Knockcroghery farmer among key figures in organising Macra protest

Niamh Farrell, who is due her first baby in June pictured on the diary farm she runs with her partner, Diarmuid Murray, in Knockcrochery. Pic. Brian Farrell
A future for young people and families in farming is something Niamh Farrell is passionate about.
Niamh who dairy farms in Knockcroghery alongside her partner Diarmuid Murray, was one of the key figures involved in organising a major Macra na Feirme protest walk to Dublin last week to highlight issues facing young people in rural Ireland.
Twenty-six year-year-old Niamh, originally from Headford, is chairperson of Macra na Feirme’s Rural Youth Committee. As she is due her first baby in early June, she drove ahead of the walkers, which included her partner Diarmuid, as they completed their 16 hour, 79km walk from Athy in Kildare to government buildings.
On their arrival in Dublin, the group hand-delivered letters to the Taoiseach and Tanaiste, highlighting eight main issues which Macra want urgently addressed.
They include difficulty in accessing affordable housing, “cumbersome housing planning guidelines”, “disjointed and sparse healthcare services for rural communities,” a lack of public transport for rural Ireland and the imposition of quotas on young farmers availing of grant-aid support.

Niamh said that Macra is determined to take steps for the future to ensure young people and families can live and prosper in rural Ireland. Up to now, she feels a lot of their proposals are falling on deaf ears when they are submitted to Government, including proper engagement on a farming succession scheme.
“Our agriculture committee has continuously sought consultation with the Minister for Agriculture on all of these points and he has failed to act on any of them. Macra have asked for a succession scheme for young farmers rather than an exit scheme,” she said. “The succession scheme that Marca proposed to the Government costs the exact same for the Government as the exit scheme. The succession scheme is going to be paying the retiring farmers the same amount of money as an exit scheme was paying, but it was putting a plan in place in order for young farmers to come into that scheme. But there was no consultation coming back from that document.”

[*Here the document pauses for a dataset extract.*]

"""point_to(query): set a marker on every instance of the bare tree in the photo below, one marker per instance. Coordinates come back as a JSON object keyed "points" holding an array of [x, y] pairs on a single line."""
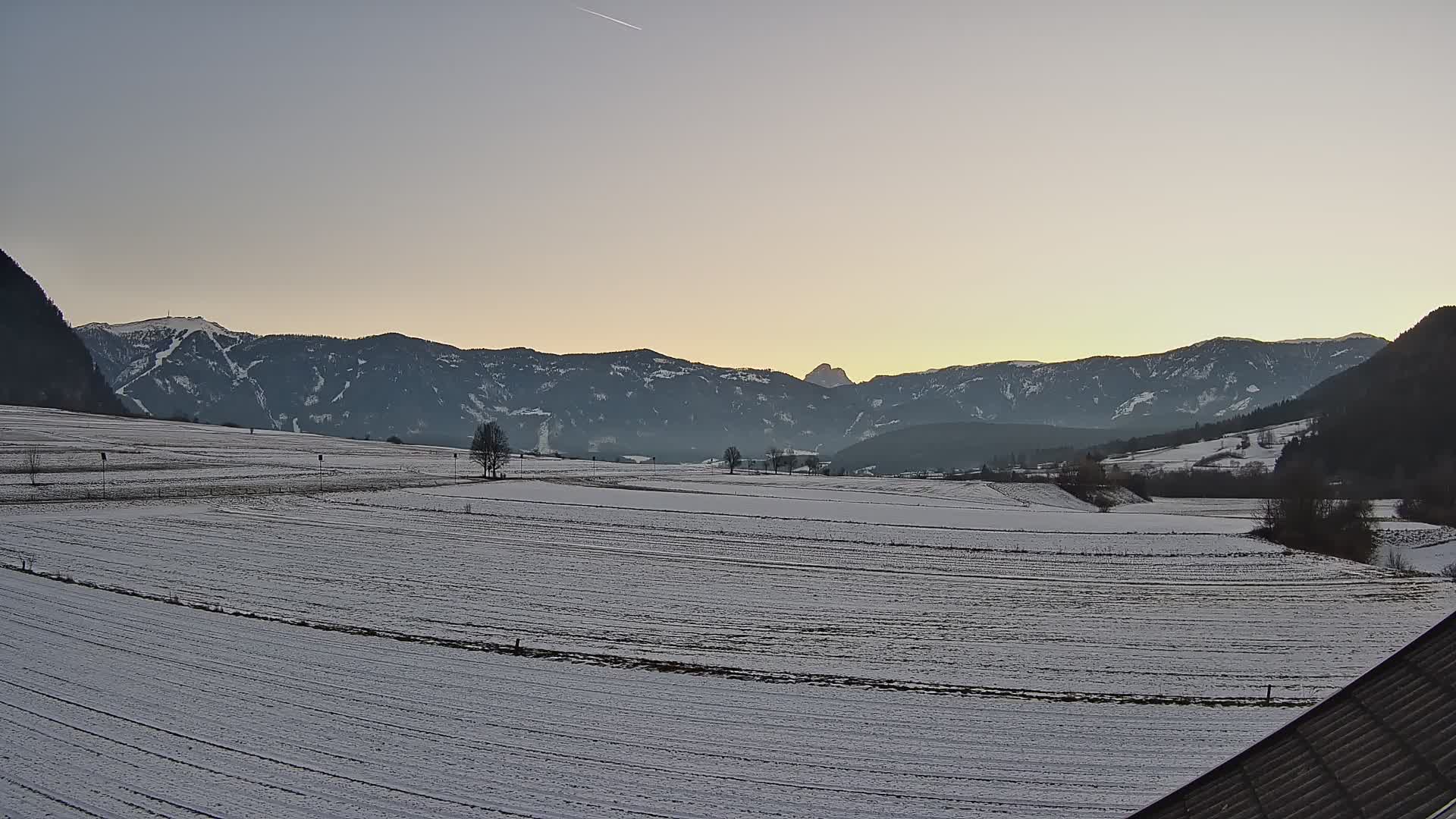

Founded in 1944, Macra is a voluntary organisation representing about 10,000 young people between the ages of 17 and 35 in rural Ireland. Niamh is keen to emphasise that the organisation, which has 200 members in Roscommon, is registered as a rural youth organisation and not a young farmers’ organisation.
“Our national membership now is probably about 15% that have ticked a box to say that they are farmers, and that includes whether you are full-time or part-time farmers. The rest of our membership is made up of lots of young people - nurses, doctors, teachers. One of the doctors sits on Macra’s Rural Youth committee.”
After last week’s protest walk, Niamh and a number of her colleagues were invited into Government buildings to discuss their concerns with the Taoiseach, Minister for Agriculture Charlie McConalogue and junior minister, Pippa Hackett. She described the meeting as positive and was pleased that some commitments were given, such as review of the Government’s current definition of a family farm as ‘average’ and ‘typical’.
“Our fear was that if we were coming out this year saying that we want people to be working on family farms that are average and typical.
This definition is too loose. Diarmuid is currently milking a hundred cows on his farm but his father Sean works on the same farm,” she explained. “Diarmuid’s uncle Seamus works on the same farm and now I’m employed on the same farm and we will have the third generation coming into the same farm, but yet we are not a typical or an average farm.
“Thankfully, the Taoiseach has given a commitment to look at that definition because no two farms are the same and putting a cap on numbers when you might have multigenerations on the one farm.”
The Macra protest yielded positive engagement with the Government but the organisation’s campaign to highlight issues affecting young people in rural Ireland will certainly not let up, according to Niamh.
“We can only hope in the next couple of months that the positive engagement that we had will continue on and that we are brought to the forefront and the table for these conversations,” she said.